CHAPTER XLV. BLACKS ENLISTED, AND IN BATTLE.

Attorney-General Bates had already given his opinion with regard to the citizenship of the negro, and that opinion was in the black man’s favor. The Emancipation Proclamation was only a prelude to calling on the colored men to take up arms, and the one soon followed the other; for the word “Emancipation” had scarcely gone over the wires, ere Adjutant-General Thomas made his appearance in the valley of the Mississippi. At Lake Providence, Louisiana, he met a large wing of the army, composed of volunteers from all parts of the country, and proclaimed to them the new policy of the administration.

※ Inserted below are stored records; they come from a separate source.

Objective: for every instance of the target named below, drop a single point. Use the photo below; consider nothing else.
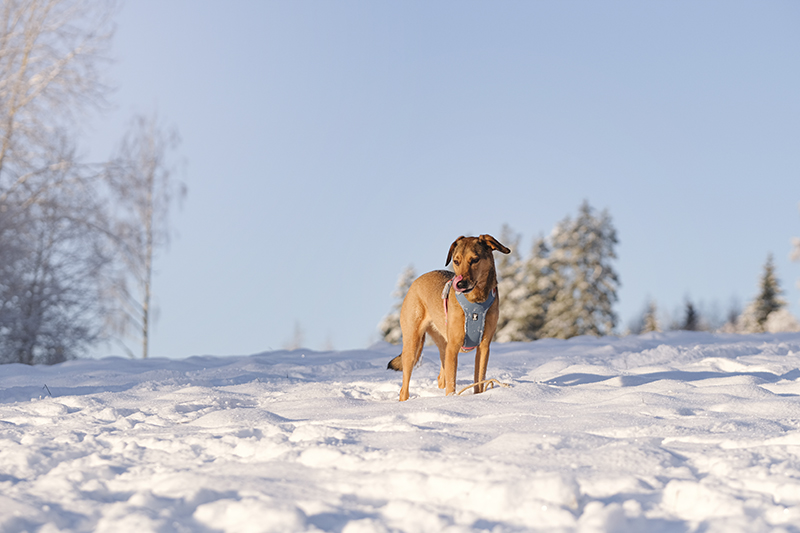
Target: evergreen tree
(769, 297)
(531, 295)
(390, 325)
(650, 319)
(691, 318)
(766, 312)
(583, 278)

The Northern regiments stationed at the South, or doing duty in that section, had met with so many reverses on the field of battle, and had been so inhumanly treated by the rebels, both men and women, that the new policy announced by Adjutant-General Thomas at Lake Providence and other places, was received with great favor, especially when the white soldiers heard from their immediate commanders that the freedmen when enlisted would be employed in doing fatigue-duty, when not otherwise needed. The slave, regarding the use of the musket as the only means of securing his freedom permanently, sought the nearest place of enlistment with the greatest speed.